At her debut before partners and resellers, Meg Whitman made it clear that it’s all part of the same puzzle, and she wants all the pieces to work with. Rather than making HP more like IBM, Whitman wants to take advantage of its strengths in engineering and computing as well as software, services, networks, and printers. She said, “We have to do a better job of telling people what we can do.” And, she pledged, “We are going to be industry leaders again.”
It Ain’t Easy, and It Ain’t Over
The point of HP’s exhibition for the Global Partner Conference was to showcase the company’s strengths and to rally the troops. It was a success. However Whitman and her team had only enough time to unpack their suits and settle into their cubes before it was time to announce the company’s financials and then the triumph of just a few days before were all but forgotten—because investors have absolutely no memory.
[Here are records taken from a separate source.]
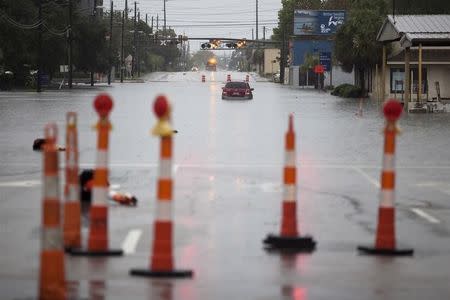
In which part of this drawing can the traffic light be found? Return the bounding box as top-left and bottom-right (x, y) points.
(225, 43), (238, 49)
(201, 43), (212, 50)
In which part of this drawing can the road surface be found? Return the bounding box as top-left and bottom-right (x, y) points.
(0, 71), (450, 299)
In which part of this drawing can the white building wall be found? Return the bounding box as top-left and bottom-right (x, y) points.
(329, 65), (354, 87)
(383, 64), (450, 101)
(263, 49), (281, 75)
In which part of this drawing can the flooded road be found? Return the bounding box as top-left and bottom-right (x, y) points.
(1, 71), (450, 299)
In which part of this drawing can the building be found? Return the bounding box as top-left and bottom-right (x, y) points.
(376, 15), (450, 112)
(288, 9), (354, 88)
(263, 48), (280, 75)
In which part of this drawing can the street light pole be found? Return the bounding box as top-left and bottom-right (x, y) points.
(137, 11), (140, 77)
(108, 0), (113, 85)
(37, 0), (42, 92)
(121, 10), (124, 83)
(91, 0), (97, 86)
(256, 0), (258, 41)
(163, 0), (166, 35)
(68, 0), (73, 88)
(132, 1), (137, 77)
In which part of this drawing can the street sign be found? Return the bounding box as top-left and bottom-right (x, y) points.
(314, 65), (324, 74)
(60, 65), (69, 73)
(319, 52), (332, 72)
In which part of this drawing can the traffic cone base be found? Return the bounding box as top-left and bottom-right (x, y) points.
(68, 205), (123, 256)
(39, 250), (66, 300)
(357, 245), (413, 256)
(130, 268), (193, 278)
(263, 234), (316, 253)
(68, 248), (123, 256)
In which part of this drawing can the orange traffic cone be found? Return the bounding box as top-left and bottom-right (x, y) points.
(70, 94), (123, 256)
(63, 112), (81, 251)
(263, 115), (316, 252)
(358, 100), (413, 256)
(39, 123), (66, 300)
(130, 95), (193, 278)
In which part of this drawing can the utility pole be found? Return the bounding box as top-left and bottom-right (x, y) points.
(108, 0), (113, 85)
(68, 0), (73, 88)
(151, 16), (154, 33)
(163, 0), (166, 36)
(280, 27), (286, 84)
(137, 11), (140, 77)
(121, 10), (124, 83)
(157, 14), (159, 31)
(132, 1), (136, 77)
(263, 26), (266, 40)
(91, 0), (97, 86)
(37, 0), (42, 92)
(145, 13), (147, 25)
(125, 0), (128, 20)
(255, 0), (258, 41)
(252, 28), (254, 40)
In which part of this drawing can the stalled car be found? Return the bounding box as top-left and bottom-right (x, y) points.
(221, 81), (254, 100)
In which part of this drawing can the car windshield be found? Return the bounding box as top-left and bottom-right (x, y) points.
(225, 82), (248, 89)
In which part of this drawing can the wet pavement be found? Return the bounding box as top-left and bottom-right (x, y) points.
(1, 71), (450, 299)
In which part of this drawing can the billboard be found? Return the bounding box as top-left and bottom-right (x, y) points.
(294, 10), (345, 36)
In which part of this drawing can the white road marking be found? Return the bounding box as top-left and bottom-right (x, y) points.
(0, 180), (41, 187)
(109, 184), (121, 190)
(121, 229), (142, 254)
(352, 167), (380, 188)
(410, 208), (441, 224)
(173, 164), (179, 174)
(260, 182), (281, 193)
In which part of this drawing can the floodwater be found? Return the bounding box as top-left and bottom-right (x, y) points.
(0, 71), (450, 299)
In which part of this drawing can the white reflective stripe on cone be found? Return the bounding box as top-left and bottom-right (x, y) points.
(156, 201), (172, 221)
(44, 175), (59, 199)
(159, 159), (172, 179)
(379, 189), (395, 207)
(96, 150), (108, 169)
(382, 154), (395, 172)
(285, 150), (296, 167)
(42, 227), (63, 250)
(283, 184), (296, 202)
(92, 187), (109, 205)
(66, 184), (79, 202)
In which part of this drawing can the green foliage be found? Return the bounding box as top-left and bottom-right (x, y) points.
(331, 83), (362, 98)
(0, 0), (183, 86)
(335, 0), (387, 72)
(190, 50), (215, 68)
(300, 52), (319, 72)
(392, 0), (450, 14)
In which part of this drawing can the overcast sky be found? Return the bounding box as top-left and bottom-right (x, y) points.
(111, 0), (282, 52)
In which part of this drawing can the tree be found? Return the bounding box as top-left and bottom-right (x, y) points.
(73, 16), (109, 74)
(393, 0), (450, 14)
(334, 0), (388, 93)
(190, 50), (215, 69)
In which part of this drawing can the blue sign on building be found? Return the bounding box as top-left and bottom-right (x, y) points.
(294, 10), (346, 36)
(319, 52), (332, 72)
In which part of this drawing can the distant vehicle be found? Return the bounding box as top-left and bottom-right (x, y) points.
(206, 57), (217, 71)
(272, 72), (280, 83)
(191, 66), (199, 72)
(221, 81), (254, 100)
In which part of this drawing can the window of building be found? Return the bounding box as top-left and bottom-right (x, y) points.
(390, 67), (427, 93)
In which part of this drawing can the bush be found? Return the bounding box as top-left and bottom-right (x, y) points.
(331, 84), (362, 98)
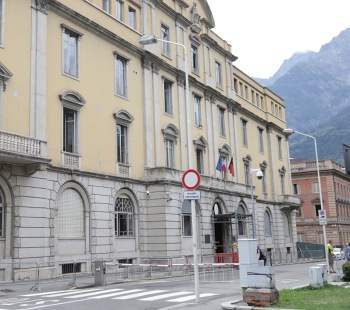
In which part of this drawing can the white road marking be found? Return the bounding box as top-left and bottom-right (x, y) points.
(168, 293), (218, 302)
(89, 289), (144, 299)
(113, 290), (166, 300)
(140, 291), (193, 301)
(65, 289), (123, 298)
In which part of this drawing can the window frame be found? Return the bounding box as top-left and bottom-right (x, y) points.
(258, 127), (264, 153)
(61, 24), (83, 79)
(194, 94), (202, 127)
(116, 0), (123, 21)
(103, 0), (110, 13)
(63, 108), (77, 154)
(215, 61), (222, 87)
(241, 119), (248, 146)
(115, 196), (134, 237)
(0, 0), (4, 47)
(128, 6), (136, 29)
(264, 210), (272, 236)
(196, 148), (204, 174)
(218, 107), (226, 137)
(114, 52), (129, 98)
(0, 190), (3, 238)
(191, 45), (199, 73)
(312, 182), (320, 193)
(161, 24), (170, 56)
(163, 78), (173, 115)
(237, 205), (246, 236)
(277, 136), (282, 159)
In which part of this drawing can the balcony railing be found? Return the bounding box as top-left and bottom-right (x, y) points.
(0, 130), (47, 159)
(62, 152), (81, 169)
(117, 163), (130, 177)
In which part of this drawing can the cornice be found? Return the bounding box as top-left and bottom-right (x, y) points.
(49, 1), (143, 58)
(201, 33), (238, 62)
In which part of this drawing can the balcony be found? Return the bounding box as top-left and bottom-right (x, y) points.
(0, 130), (50, 167)
(277, 194), (301, 210)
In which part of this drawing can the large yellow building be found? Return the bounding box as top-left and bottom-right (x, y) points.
(0, 0), (300, 280)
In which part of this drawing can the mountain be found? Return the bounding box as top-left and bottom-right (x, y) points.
(255, 28), (350, 165)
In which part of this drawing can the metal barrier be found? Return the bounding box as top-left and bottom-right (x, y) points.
(0, 251), (325, 288)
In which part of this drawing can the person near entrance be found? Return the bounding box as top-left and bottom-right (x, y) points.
(257, 245), (267, 266)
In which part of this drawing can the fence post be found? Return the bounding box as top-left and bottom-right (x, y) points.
(30, 263), (41, 291)
(68, 261), (77, 287)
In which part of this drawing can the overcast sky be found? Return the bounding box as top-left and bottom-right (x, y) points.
(206, 0), (350, 79)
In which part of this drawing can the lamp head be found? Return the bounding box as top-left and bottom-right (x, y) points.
(283, 128), (294, 134)
(139, 35), (158, 45)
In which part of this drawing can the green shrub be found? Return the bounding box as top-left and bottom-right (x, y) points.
(342, 261), (350, 281)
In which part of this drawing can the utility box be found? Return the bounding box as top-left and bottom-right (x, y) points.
(309, 266), (324, 288)
(95, 260), (106, 286)
(238, 239), (258, 288)
(316, 263), (328, 284)
(247, 266), (276, 289)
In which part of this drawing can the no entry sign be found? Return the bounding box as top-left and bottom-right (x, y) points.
(182, 169), (201, 190)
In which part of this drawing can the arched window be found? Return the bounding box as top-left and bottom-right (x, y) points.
(264, 210), (272, 236)
(237, 205), (246, 236)
(115, 196), (134, 236)
(283, 212), (291, 236)
(58, 188), (84, 238)
(0, 189), (3, 237)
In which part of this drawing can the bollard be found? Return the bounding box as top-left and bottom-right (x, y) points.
(95, 260), (106, 286)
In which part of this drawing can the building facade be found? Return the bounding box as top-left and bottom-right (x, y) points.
(0, 0), (299, 281)
(291, 159), (350, 248)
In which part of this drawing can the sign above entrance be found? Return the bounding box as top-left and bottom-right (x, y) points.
(182, 169), (201, 190)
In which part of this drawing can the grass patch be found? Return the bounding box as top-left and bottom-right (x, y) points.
(271, 284), (350, 309)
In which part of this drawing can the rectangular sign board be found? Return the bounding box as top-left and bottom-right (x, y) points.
(319, 209), (327, 225)
(184, 191), (200, 200)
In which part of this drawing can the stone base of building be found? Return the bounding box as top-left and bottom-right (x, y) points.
(243, 287), (279, 307)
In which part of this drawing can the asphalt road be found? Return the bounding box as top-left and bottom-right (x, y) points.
(0, 261), (332, 310)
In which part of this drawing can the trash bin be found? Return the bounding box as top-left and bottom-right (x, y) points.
(95, 260), (106, 286)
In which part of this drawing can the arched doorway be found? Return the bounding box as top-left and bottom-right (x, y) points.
(213, 202), (225, 254)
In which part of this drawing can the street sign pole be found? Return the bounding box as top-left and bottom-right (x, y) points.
(182, 169), (201, 302)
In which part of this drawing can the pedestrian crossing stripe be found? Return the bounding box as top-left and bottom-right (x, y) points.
(20, 288), (219, 303)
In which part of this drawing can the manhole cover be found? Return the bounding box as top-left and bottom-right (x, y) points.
(1, 289), (14, 293)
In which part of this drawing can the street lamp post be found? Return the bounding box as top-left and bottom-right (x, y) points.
(250, 169), (263, 239)
(139, 35), (199, 302)
(283, 128), (329, 273)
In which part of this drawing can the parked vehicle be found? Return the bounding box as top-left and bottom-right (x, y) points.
(333, 248), (345, 260)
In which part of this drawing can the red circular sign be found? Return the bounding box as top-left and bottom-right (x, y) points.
(182, 169), (201, 190)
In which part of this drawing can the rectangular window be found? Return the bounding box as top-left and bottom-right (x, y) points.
(196, 149), (204, 174)
(277, 136), (282, 159)
(281, 174), (285, 195)
(244, 162), (250, 185)
(103, 0), (110, 13)
(0, 0), (3, 45)
(242, 119), (248, 146)
(117, 124), (127, 164)
(251, 90), (255, 104)
(315, 204), (321, 216)
(256, 94), (259, 106)
(128, 7), (136, 29)
(260, 96), (264, 109)
(164, 79), (173, 115)
(312, 182), (319, 193)
(115, 55), (128, 97)
(293, 183), (299, 195)
(63, 108), (76, 153)
(258, 128), (264, 153)
(244, 86), (248, 99)
(219, 108), (225, 136)
(194, 95), (202, 126)
(63, 29), (79, 77)
(161, 24), (170, 56)
(191, 45), (198, 73)
(215, 61), (222, 86)
(239, 82), (243, 96)
(165, 139), (175, 168)
(182, 215), (192, 236)
(116, 0), (123, 21)
(233, 79), (238, 93)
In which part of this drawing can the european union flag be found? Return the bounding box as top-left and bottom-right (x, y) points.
(216, 156), (222, 172)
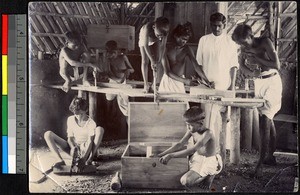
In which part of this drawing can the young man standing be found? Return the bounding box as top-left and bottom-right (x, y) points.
(232, 24), (282, 177)
(195, 12), (239, 154)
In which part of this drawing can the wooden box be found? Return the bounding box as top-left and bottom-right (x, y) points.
(87, 24), (135, 51)
(121, 102), (189, 189)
Reversing the trend: For all the positive news coming out of HP’s Global Partner Conference, the fact remains that the last 12 months have been tough for the company, and it is down in every segment, including PSG (computers), services, imaging and printing, and ESSN (enterprise/storage/servers/networks). Source: Company Information.
In her call to investors, Whitman reiterated the strengths and assets the company has with which to rebuild, but she reminded her listeners that it really is a process and it will take years. HP is not alone. The entire computer business is rebuilding after a world recession and new form factors are being introduced that change the way we think about computing. The thin clients are an example, and so are new tablets coming out. HP fully intends to be there with products that take advantage of Windows 8, including Windows on ARM. PSG chief Todd Bradley said, “Wait until you see what we do with Windows 8. Wait until you see what we do with Windows on ARM.” These, too, are pieces of the puzzle made more powerful by HP’s network management technology, remote graphics software, products working in the cloud, and so forth.
It really is going to take time, and time might just be the one valuable commodity that HP doesn’t have a lot of. Meg Whitman’s real job going forward is to hold the faith of investors, HP’s board, and the HP employees while the company works to reclaim its position as an engineering leader.